ZR1-1.5B uses significantly shorter reasoning traces than comparable models, using 60% fewer tokens than R1-Distill-1.5B and 53.5% fewer tokens than DeepScaleR across the LiveBench subset, with strong generalization capabilities across math and code and less computational overhead.
As we observe, ZR1-1.5B performs comparably to larger and stronger models on hard coding tasks, achieving rough parity with Gemma-3-27b-it and Claude-3-Opus and improving upon the base R1-Distill-1.5B model by over 50%.
At the same time, ZR1-1.5B maintains strong performance on competition math, performing comparably to the state-of-the-art model of its size (DeepScaleR), which is trained exclusively on competition math, and outperforms other reasoning models of its size including the R1-distill models.
ZR1-1.5B also performs strongly against larger math-optimized non-reasoning models such as the Qwen2.5-Math family of models, while needing fewer reasoning tokens than comparable reasoning models.

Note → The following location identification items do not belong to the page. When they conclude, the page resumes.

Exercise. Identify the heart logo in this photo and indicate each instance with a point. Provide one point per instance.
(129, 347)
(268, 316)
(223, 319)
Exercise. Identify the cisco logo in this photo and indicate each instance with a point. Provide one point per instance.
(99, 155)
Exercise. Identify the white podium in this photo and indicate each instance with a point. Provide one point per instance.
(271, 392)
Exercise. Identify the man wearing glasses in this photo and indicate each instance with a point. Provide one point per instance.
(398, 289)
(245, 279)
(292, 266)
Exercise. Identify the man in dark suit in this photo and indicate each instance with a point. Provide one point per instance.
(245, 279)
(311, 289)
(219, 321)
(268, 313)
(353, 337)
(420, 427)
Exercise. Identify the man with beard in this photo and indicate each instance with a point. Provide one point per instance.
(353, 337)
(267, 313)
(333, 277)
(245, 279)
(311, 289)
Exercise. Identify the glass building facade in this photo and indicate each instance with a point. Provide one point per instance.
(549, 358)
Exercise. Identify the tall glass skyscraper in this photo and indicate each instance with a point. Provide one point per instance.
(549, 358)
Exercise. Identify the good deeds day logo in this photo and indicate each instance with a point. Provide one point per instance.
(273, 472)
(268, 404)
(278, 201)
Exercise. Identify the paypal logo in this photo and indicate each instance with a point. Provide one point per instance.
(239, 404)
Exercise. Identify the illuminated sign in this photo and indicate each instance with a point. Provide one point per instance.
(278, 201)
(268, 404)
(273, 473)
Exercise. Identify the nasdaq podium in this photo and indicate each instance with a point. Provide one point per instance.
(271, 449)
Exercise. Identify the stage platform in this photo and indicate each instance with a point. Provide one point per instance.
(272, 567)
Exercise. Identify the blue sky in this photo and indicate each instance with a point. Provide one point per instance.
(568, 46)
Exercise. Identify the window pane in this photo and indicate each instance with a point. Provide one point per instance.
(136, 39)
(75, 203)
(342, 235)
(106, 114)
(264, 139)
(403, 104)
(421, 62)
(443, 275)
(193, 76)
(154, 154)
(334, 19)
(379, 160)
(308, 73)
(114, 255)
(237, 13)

The ZR1-1.5B model demonstrates robust mathematical reasoning capabilities across diverse benchmarks. It performs exceptionally well when compared to similar reasoning-focused models and can rival much larger non-reasoning models.
We achieve near parity with DeepScaleR-1.5B on competition math evals despite our model having more general coding capabilities.
AIME24 Pass@k results
One interesting advantage of small reasoning models such as ZR1-1.5B is that inference is extremely fast and cheap. This leads to the question of whether performing many rollouts and selecting the best answer can outperform a single or a few rollouts from a much larger model in terms of inference efficiency.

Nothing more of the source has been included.